On March 31, Senator Vitter (R-LA) and Congressman Bishop (R-UT) introduced 2 companion bills that, among other harmful policies, would prevent environmental non-governmental organizations from recovering legal fees for successful lawsuits under the Equal Access to Justice Act and other environmental statutes including the Clean Water Act, the Clean Air Act, the Endangered Species Act, and the Resource Conservation and Recovery Act. In February, Rep. Lummis (R-WY) introduced similar language in an amendment to H.R. 1 (amendment no. 195).
This bill would broadly bar environmental groups from recovering attorney’s fees, thus hindering their ability to bring cases protecting our nation’s environmental laws—laws that ensure we have clean water to drink, clean air to breathe, and protected public lands on which to hunt and fish, among other benefits.
The right to challenge harmful actions by the federal government is as fundamental to our democracy as our right to vote and freedom of speech. Indeed, in our system of checks and balances, review by the courts is one of the most important ways to ensure government accountability. These principals are even central to the Tea Party philosophy – in its pledge, the GOP promised to fight for a more accountable government and “serve as a check and a balance against any schemes that are inconsistent with the priorities and rights of the American people.”

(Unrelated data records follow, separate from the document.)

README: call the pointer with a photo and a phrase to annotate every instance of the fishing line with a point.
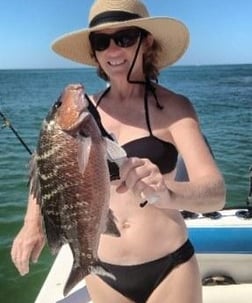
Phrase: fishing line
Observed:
(7, 123)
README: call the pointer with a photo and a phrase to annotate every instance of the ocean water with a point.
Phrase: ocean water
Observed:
(222, 96)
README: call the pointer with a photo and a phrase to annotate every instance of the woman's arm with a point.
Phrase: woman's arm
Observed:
(30, 240)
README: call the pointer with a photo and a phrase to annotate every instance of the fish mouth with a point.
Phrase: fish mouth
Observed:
(83, 116)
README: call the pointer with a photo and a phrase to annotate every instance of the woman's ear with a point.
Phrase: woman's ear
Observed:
(148, 41)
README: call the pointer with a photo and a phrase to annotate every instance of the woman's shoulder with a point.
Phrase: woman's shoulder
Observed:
(174, 102)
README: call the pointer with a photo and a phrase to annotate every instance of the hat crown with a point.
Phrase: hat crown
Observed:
(129, 6)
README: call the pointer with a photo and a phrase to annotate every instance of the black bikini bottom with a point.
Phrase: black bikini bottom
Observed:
(137, 282)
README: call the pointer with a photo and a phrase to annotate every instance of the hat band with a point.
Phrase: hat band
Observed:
(112, 16)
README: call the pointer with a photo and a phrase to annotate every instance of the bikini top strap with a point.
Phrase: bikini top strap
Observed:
(93, 110)
(102, 96)
(150, 88)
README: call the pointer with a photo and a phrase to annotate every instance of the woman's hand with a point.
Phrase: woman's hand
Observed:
(144, 179)
(27, 245)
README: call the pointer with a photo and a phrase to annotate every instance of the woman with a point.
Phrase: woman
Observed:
(153, 260)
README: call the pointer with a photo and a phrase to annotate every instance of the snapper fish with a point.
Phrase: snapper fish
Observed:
(69, 177)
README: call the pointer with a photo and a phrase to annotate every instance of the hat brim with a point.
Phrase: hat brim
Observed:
(171, 34)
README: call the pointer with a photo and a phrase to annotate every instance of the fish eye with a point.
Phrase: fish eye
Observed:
(58, 103)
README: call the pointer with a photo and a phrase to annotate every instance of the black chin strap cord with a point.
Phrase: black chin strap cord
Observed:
(147, 83)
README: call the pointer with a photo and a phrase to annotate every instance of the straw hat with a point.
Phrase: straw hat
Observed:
(171, 34)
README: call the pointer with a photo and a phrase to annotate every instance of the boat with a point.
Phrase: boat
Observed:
(223, 244)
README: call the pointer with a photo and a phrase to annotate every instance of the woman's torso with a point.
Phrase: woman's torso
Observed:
(146, 233)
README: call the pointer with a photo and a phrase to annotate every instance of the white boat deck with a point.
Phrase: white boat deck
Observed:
(52, 289)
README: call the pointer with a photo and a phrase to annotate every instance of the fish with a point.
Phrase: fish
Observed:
(69, 177)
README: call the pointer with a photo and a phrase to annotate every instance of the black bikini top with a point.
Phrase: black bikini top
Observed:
(163, 154)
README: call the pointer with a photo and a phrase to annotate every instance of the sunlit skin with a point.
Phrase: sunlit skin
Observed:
(153, 231)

However, when it comes to environmental groups, Republicans will apparently break their own promises in order to protect the industries that fund their campaigns. While we would like to think that the government never breaks the law, sometimes it does act illegally in ways that harm the public. When this happens, individuals and organizations should be able to enforce the law without paying for representation from their own pockets.